Although my child is the best gift I will never regret, the first few days of his care as a new mother were harsh.  ,
His cries and howls were quiet and powerful right away when he was born. He even struggled with sleeping, which meant I struggled with him. It was a Sisyphean work to put him to sleep.  ,
My husband and I had alternately spend time singing, swinging, and shushing him until the period was over because he would light up the moment we put him in bed.
Google and well-meaning feedback told us: You suddenly have a child, you may feel grateful! The time of the newborn baby passes but quickly! Blink and you’ll lose it!  ,
But all I can recall is constantly winking and experience stuck.  ,
Being a fresh mother affected my entire being. No amount of reading, listening to audiobooks, or visiting sites could have predicted the sudden change.  ,
As I learned to adapt, often horror had complete me. Does caring for our child always be this way, I wondered to myself and loud to my husband. Did we come up with a schedule that works for us? Will we ever regain our sense of self?

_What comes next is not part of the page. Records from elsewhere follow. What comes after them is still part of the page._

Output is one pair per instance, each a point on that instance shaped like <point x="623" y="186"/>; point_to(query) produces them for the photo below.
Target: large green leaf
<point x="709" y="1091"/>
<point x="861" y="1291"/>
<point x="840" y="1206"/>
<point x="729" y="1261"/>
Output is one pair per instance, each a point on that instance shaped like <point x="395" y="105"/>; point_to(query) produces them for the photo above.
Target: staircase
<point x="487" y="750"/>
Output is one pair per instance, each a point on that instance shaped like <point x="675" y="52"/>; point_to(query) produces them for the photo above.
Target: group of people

To these persistent questions, my husband did hold me nearer and assure me that well, even if it’s tricky, we may figure things out. Even if our parenting style is different from what we’ve been used to, we may find our music as new parents.  ,
EMBRACE THE GRIEF- IT ELPS YOU FEEL COMFORTABLE IN THE NEW Winter OF Marriage
The feeling that first struck me when I began acknowledging this grief was guilt. I felt guilty for missing my pre-baby career when my brother, whom I love passionately, was in front of me.
Anxiety and realization of my role as a family contributed to this guilt-grief. My brother and the man he grew up to become would now have a direct impact on the decisions my husband and I made. Coming to terms with that was yet another method impact.
But while terrifying, the realisation even empowered me. I could n’t just sit back and feel nostalgic about missing my old life. Although I’m frustrated and looking for freedom, I must be there for my child. I have to become a responsible family.